Arroyo pipelines are built using analytical SQL. But unlike traditional SQL databases and query systems, Arroyo operates on streams of data that are never complete.
So what does it mean to apply SQL operations like joins and group-bys on potentially infinite data? In this post we'll walk through the two common answers to that question, and how you can apply your existing SQL knowledge to building real-time data pipelines.
But first let's talk about some math
SQL is a relational algebra. That's a fancy math way of saying that it's a collection of formalized operations that follow certain rules, operating on a class of sets. Specifically it operates on sets called relations, which is a fancy math word for “table.” SQL includes standard set operations like union and intersection, as well as some specialized ones like projections and joins.

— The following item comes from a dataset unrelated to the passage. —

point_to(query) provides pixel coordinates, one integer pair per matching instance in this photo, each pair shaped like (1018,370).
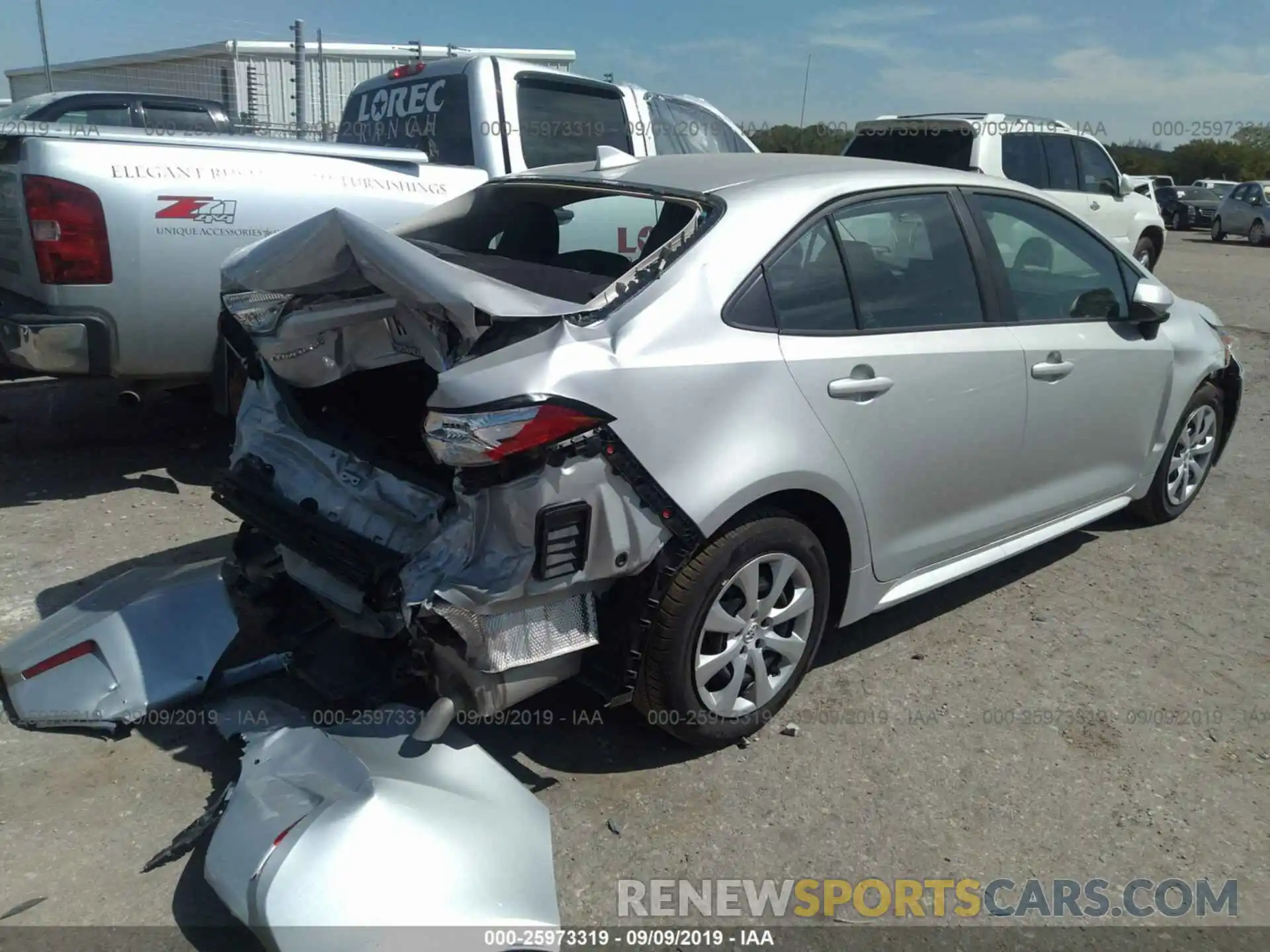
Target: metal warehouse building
(255,79)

In a traditional SQL database like MySQL or Postgres, these operations have straightforward semantics1. For example,
SELECT count(*) from orders WHERE price > 100
will return the number of rows
from the orders table where the column price
is greater than 100.
These operations are straightforward to define because the underlying data is bounded. We can look over all of it and return the correct result.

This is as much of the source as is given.